If losing a $27 billion property empire wasn’t bad enough, Rene Benko is now in criminal crosshairs.
Austrian authorities charged the Signa Holding tycoon with insolvency fraud, Bloomberg reported. Benko has been in detention for six months, but these are believed to be the first criminal charges that will drag Benko into a courtroom.
Prosecutors allege Benko funneled assets away from creditors. He’s accused of making unwarranted pre-payments on a home rental contract and offering gifts while in financial distress in an effort to hide more than $750,000 from creditors.
Authorities have been investigating Benko for fraud, embezzlement, fraudulent insolvency — essentially Austria’s version of bankruptcy — and more. Benko denies wrongdoing.
Benko’s holding company filed for insolvency towards the end of 2023, plunging a property portfolio once valued as high as $30 billion into chaos. Signa’s major holdings have included stakes in large European department stores and the Chrysler Building in Manhattan, which Benko bought in partnership with Aby Rosen’s RFR Holding in 2019.
By the end of the same month of the insolvency filing, an Austrian court was pressing for the sale of Signa’s stake in the Chrysler Building. Despite the order, it’s unclear if Signa has unloaded its stake in the property, which has a famously complicated ownership structure.

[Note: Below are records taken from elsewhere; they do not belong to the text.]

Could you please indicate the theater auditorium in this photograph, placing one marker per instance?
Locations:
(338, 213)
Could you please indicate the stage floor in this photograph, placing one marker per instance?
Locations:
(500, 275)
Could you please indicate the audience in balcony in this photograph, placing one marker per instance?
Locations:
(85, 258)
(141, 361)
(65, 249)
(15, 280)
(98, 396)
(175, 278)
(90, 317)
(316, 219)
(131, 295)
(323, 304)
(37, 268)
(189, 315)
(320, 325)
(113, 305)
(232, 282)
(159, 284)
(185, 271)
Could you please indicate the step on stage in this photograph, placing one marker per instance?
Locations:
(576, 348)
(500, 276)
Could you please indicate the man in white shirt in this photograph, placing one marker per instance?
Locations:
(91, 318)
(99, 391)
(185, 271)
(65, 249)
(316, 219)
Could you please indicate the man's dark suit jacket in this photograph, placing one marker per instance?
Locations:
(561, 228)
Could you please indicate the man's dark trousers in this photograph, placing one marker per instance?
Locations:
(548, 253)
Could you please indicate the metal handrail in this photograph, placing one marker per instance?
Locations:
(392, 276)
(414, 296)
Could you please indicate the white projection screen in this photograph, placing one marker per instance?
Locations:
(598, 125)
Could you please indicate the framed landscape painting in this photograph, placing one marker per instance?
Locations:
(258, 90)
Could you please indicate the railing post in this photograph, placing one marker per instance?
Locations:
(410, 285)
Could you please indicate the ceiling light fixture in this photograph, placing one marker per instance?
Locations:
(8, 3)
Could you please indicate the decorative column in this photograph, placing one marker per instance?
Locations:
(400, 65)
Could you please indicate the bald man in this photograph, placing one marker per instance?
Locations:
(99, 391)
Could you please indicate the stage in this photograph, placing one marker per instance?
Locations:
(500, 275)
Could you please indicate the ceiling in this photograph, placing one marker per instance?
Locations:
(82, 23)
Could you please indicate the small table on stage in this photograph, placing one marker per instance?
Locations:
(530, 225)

Those with large exposure to Signa include Swiss bank Julius Baer, which had roughly $690 million lent to Signa at the time of the insolvency filing, and Austrian bank Raiffeisen Bank International, exposed to the tune of $830 million.
Dozens of creditors submitted claims for more than $1.2 billion in the immediate weeks after the insolvency.
Legal troubles are nothing new for Benko. In 2012, he received a tax fraud conviction after allegedly trying to bribe Italian officials. Two years ago, Benko was acquitted on bribery charges in his native Austria.